Parallèlement, le ministre ukrainien des Transports Heorhï Kirpa, qui soutenait Viktor Ianoukovitch, a été retrouvé mort lundi. Il pourrait avoir été tué par balles, mais il pourrait aussi s'être suicidé.
Selon des membres de l'opposition, Heorhï Kirpa, 58 ans, avait fait mettre en place des trains spéciaux pour acheminer des électeurs de Viktor Ianoukovitch jusqu'aux bureaux de vote lors du "premier" deuxième tour de l'élection.
Lundi, les tentes dressées par les partisans de Viktor Iouchtchenko sur la principale avenue de Kiev après le deuxième tour du 21 novembre, entaché de fraudes, et qui a ensuite été annulé, restaient en place. Ce qui semble montrer que ses partisans sont prêts à rester mobilisés en cas de nouvelles tensions.
Selon les résultats officiels portant sur 99,89% des bulletins dépouillés, Viktor Iouchtchenko a remporté 52,01% des suffrages, contre 44,18% au Premier ministre sortant Viktor Ianoukovitch, candidat du pouvoir et favori du Kremlin. La participation au scrutin est estimée à 77,2%.
Viktor Iouchtchenko, qui dispose de 2,3 millions de voix d'avance, ne peut plus être rattrapé: moins de 100.000 bulletins restaient à compter dans 75 bureaux de vote. Une fois que la commission électorale a dévoilé ses premiers résultats officiels, les deux candidats ont sept jours pour faire appel.
Viktor Iouchtchenko a félicité ses partisans pour leur mobilisation au cours des journées de la "révolution orange", notamment pour avoir passé, pour certains, plusieurs semaines à camper dans les rues de la capitale malgré le froid.
12.000 observateurs
Quelque 12.000 observateurs au total étaient présents en Ukraine, dont ceux de l'Organisation pour la sécurité et la coopération en Europe (OSCE) et du Conseil de l'Europe, pour essayer d'empêcher la répétition de fraudes comme celles qui avaient marqué le second tour.
C'est de là qu'était née la révolte populaire, cette "révolution orange", dont l'ampleur a conduit à l'annulation du scrutin, remporté alors par Viktor Ianoukovitch, et à l'organisation du "troisième tour" de dimanche.
Les observateurs ont cette fois accordé leur satisfecit aux opérations du 26 décembre: les élections "se sont considérablement rapprochées des critères de l'OSCE et des autres normes internationales" définissant un scrutin libre et équitable, a déclaré à Kiev Bruce George, chef de la délégation.
"Nous jugeons que le peuple de ce grand pays a fait un grand pas vers des élections libres et équitables en élisant leur futur président", a-t-il ajouté au cours d'une conférence de presse.
"Aujourd'hui le peuple ukrainien a gagné.

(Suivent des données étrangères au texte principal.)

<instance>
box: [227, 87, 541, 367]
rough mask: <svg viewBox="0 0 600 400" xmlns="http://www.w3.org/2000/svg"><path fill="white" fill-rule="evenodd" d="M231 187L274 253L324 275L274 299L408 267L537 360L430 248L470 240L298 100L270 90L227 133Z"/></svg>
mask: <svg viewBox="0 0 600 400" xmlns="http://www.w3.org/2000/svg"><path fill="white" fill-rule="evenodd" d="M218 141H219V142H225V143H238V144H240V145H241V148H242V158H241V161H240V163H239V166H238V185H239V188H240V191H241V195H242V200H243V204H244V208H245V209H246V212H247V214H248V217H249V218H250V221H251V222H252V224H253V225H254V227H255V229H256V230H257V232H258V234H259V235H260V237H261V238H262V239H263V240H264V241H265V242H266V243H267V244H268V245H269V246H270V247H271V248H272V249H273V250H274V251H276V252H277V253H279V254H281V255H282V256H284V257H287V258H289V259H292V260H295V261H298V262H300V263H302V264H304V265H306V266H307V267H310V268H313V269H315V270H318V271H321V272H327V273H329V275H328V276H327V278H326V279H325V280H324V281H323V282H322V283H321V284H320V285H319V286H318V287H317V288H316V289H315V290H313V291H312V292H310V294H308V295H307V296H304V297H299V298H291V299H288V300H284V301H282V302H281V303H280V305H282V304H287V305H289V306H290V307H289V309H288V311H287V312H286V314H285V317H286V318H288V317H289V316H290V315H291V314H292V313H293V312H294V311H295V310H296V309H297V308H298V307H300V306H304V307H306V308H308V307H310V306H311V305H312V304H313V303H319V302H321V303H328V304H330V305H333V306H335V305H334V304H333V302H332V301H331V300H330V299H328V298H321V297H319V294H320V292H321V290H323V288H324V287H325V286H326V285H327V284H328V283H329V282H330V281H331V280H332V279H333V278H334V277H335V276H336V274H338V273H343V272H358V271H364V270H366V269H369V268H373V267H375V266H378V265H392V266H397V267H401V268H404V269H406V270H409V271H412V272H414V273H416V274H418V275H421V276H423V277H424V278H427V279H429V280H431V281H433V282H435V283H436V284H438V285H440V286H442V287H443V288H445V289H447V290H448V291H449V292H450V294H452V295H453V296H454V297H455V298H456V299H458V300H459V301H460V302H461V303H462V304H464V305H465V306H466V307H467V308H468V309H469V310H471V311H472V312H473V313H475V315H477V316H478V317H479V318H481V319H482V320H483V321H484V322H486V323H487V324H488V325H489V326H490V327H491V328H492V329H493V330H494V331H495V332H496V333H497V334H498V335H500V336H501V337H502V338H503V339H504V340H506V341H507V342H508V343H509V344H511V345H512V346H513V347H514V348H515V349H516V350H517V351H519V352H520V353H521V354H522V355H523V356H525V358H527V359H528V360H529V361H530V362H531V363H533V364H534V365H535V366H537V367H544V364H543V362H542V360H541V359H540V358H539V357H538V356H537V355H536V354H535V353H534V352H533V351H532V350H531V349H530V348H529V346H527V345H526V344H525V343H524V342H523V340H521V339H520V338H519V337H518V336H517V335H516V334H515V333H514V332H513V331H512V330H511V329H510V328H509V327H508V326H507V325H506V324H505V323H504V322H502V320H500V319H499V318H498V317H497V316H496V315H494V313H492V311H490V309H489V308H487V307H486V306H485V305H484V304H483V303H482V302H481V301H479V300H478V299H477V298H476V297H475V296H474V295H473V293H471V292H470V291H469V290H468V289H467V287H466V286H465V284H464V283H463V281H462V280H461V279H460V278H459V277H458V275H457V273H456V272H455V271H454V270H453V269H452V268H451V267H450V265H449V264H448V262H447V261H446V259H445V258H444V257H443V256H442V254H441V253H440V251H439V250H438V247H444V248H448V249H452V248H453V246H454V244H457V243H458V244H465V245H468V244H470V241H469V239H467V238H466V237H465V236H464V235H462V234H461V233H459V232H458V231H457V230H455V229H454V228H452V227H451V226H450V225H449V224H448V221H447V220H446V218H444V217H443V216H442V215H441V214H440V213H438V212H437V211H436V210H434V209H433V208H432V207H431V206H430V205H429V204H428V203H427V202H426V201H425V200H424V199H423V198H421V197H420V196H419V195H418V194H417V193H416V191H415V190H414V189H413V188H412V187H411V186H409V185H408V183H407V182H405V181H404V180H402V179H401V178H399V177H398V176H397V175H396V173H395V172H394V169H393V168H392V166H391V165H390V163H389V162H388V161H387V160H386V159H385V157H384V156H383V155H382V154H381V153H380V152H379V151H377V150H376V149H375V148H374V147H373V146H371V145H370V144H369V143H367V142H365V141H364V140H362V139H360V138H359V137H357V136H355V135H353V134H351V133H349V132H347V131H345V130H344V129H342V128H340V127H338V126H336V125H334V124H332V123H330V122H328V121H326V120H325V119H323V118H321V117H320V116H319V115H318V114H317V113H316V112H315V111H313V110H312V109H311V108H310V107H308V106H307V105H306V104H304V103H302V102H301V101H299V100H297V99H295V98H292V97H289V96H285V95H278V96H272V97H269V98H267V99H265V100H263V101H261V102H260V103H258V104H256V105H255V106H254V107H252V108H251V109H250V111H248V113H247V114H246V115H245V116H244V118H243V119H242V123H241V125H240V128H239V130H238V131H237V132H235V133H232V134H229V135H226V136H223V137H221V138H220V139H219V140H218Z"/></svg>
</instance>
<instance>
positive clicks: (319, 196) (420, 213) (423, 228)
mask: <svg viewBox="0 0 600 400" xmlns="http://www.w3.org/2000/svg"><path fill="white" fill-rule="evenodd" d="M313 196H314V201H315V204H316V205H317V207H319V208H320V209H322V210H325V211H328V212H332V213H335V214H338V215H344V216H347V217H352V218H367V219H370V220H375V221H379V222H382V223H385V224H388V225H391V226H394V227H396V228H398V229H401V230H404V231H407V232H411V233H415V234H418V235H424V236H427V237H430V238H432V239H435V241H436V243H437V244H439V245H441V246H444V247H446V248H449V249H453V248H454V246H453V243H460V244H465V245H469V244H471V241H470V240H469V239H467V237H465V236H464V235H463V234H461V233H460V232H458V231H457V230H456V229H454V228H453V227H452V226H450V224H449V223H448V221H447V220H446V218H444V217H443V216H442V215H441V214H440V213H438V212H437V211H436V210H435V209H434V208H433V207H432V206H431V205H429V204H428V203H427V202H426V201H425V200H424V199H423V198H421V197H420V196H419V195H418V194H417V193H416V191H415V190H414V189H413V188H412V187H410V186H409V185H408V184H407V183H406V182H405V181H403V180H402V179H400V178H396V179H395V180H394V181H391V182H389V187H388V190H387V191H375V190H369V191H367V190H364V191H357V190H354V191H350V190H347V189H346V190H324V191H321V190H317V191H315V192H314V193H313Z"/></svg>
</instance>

Je vous félicite", a lancé pour sa part le leader de l'opposition devant une foule en liesse sur la place de l'Indépendance, théâtre de manifestations massives après le second tour.
"Nous sommes indépendants depuis 14 ans, mais nous n'étions pas libres", a souligné Iouchtchenko. "Aujourd'hui, nous pouvons dire que c'est du passé. Nous sommes une Ukraine indépendante et libre".
A Bruxelles, le président de la Commission européenne José Manuel Barroso s'est félicité de l'issue du scrutin, "une bonne journée pour l'Ukraine et la démocratie". Avant de souligner l'importance que l'UE attache à "l'intégrité territoriale de l'Ukraine", et d'estimer que la "tenue d'élections libres et équitables (...) ouvre la voie à un renforcement de la coopération avec l'Ukraine".
De Washington, le secrétaire d'Etat américain Colin Powell a quant à lui estimé qu'il s'agissait d'un "moment historique pour la démocratie en Ukraine", félicitant les Ukrainiens pour leur "courage" à défendre leur droits, et les exhortant à "oublier leurs divisions, et à éviter la violence, le séparatisme ou les provocations".